Developed autonomous navigation logic for a LiDAR-equipped robot capable of navigating to any user-specified coordinate. The system was deployed and managed using ROS2 and Docker, and simulated using Foxglove for visual debugging.
The core navigation stack implements A* Pathfinding for global path planning and Pure Pursuit Controls for local trajectory following — all written in C++.
The core navigation stack implements A* Pathfinding for global path planning and Pure Pursuit Controls for local trajectory following — all written in C++. Uses tf2 for geometric calculations for navigation.
Scans input packets from LiDAR sensor and creates a costmap based on input.
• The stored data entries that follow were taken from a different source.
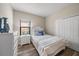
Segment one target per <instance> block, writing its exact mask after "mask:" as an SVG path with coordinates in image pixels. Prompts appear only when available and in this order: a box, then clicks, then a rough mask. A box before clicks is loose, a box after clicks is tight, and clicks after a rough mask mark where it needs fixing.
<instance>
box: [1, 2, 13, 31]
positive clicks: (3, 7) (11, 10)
mask: <svg viewBox="0 0 79 59" xmlns="http://www.w3.org/2000/svg"><path fill="white" fill-rule="evenodd" d="M0 16H5V17H7V18H8V23H9V27H10V31H9V32H13V10H12V8H11V6H10V4H7V3H2V4H1V3H0Z"/></svg>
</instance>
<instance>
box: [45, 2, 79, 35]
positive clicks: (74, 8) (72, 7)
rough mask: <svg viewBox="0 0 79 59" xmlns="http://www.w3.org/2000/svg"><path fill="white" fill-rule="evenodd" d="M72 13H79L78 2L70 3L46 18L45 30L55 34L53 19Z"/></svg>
mask: <svg viewBox="0 0 79 59" xmlns="http://www.w3.org/2000/svg"><path fill="white" fill-rule="evenodd" d="M73 15H79V4H77V3H76V4H71V5H69V6H66V7H64V8H63V9H61V10H59V11H58V12H56V13H54V14H52V15H51V16H48V17H47V18H46V32H47V33H48V34H51V35H55V30H56V29H55V21H56V20H59V19H62V18H66V17H69V16H73Z"/></svg>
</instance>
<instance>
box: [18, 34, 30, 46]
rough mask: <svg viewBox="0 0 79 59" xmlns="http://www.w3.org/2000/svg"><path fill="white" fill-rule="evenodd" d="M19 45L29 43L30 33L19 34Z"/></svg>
mask: <svg viewBox="0 0 79 59" xmlns="http://www.w3.org/2000/svg"><path fill="white" fill-rule="evenodd" d="M19 44H20V45H23V44H30V35H21V36H20V43H19Z"/></svg>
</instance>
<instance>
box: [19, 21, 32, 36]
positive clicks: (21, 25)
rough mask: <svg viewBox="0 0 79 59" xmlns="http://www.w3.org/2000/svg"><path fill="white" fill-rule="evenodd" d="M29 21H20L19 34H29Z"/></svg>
mask: <svg viewBox="0 0 79 59" xmlns="http://www.w3.org/2000/svg"><path fill="white" fill-rule="evenodd" d="M30 24H31V22H30V21H20V35H27V34H30Z"/></svg>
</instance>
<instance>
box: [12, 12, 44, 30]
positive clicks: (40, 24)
mask: <svg viewBox="0 0 79 59" xmlns="http://www.w3.org/2000/svg"><path fill="white" fill-rule="evenodd" d="M13 15H14V17H13V18H14V21H13V22H14V23H13V24H14V31H19V30H20V28H19V27H20V20H23V21H31V25H32V28H33V27H35V26H41V27H43V28H44V27H45V19H44V18H43V17H40V16H36V15H33V14H29V13H25V12H20V11H15V10H14V14H13Z"/></svg>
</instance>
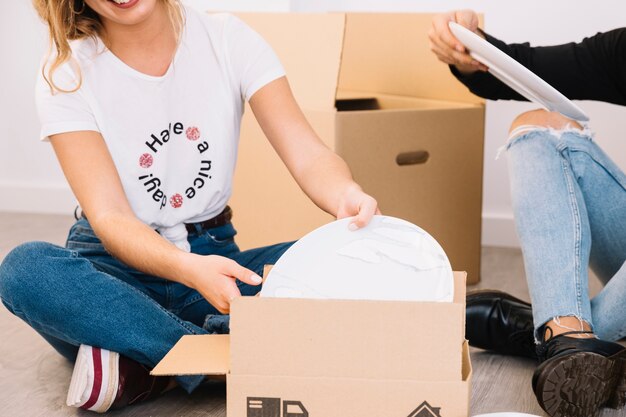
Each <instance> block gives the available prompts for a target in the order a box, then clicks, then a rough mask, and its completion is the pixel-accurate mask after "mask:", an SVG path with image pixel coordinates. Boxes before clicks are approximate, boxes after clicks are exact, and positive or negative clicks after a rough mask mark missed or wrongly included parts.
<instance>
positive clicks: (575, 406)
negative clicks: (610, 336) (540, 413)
mask: <svg viewBox="0 0 626 417" xmlns="http://www.w3.org/2000/svg"><path fill="white" fill-rule="evenodd" d="M580 333H589V332H568V333H563V334H561V335H558V336H555V337H552V338H550V339H549V340H548V341H546V342H543V343H542V344H541V345H540V346H539V347H538V349H537V353H538V355H539V359H540V360H541V361H542V363H541V365H539V367H538V368H537V369H536V370H535V373H534V375H533V380H532V384H533V391H534V392H535V396H536V397H537V401H539V405H540V406H541V408H543V409H544V410H545V411H546V413H548V415H550V416H551V417H593V416H596V415H597V414H598V412H599V411H600V408H601V407H604V406H608V407H612V408H622V407H623V406H624V405H625V404H626V349H625V348H624V347H623V346H622V345H620V344H617V343H613V342H607V341H604V340H599V339H595V338H594V339H578V338H573V337H568V336H572V335H573V334H580Z"/></svg>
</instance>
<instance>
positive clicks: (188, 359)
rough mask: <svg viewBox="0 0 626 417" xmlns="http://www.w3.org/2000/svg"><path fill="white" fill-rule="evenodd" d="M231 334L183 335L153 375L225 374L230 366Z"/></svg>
mask: <svg viewBox="0 0 626 417" xmlns="http://www.w3.org/2000/svg"><path fill="white" fill-rule="evenodd" d="M229 359H230V337H229V336H228V335H213V334H208V335H206V334H205V335H193V336H191V335H190V336H183V337H182V338H181V339H180V340H179V341H178V343H176V345H174V347H173V348H172V350H170V351H169V352H168V353H167V355H165V357H164V358H163V359H161V362H159V363H158V364H157V366H156V367H155V368H154V369H153V370H152V372H150V374H151V375H226V374H227V373H228V369H229Z"/></svg>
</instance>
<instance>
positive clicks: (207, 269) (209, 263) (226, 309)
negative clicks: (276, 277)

Real-time updates of costmap occur, managed with ROS2, to create a fully updated occupancy grid used in navigation.
Nodes were structured as a pub/sub system with separate packages for perception, planning, and control. Docker was used to containerise the full stack for reproducible deployment.
The system was validated in Foxglove, allowing visual debugging of LiDAR point clouds and planned paths in real time.
Getting the lookahead distance right took far longer than expected — too short and the robot oscillated, too long and it cut corners. Learned to treat control parameters as experiments, not guesses.
ROS2 node discovery across containers required careful configuration of DDS settings. First real exposure to containerised robotics workflows.
Never worked on LiDAR perception before. Went through numerous guides on how to do it — the task was very difficult but resulted in a solid understanding of occupancy grids.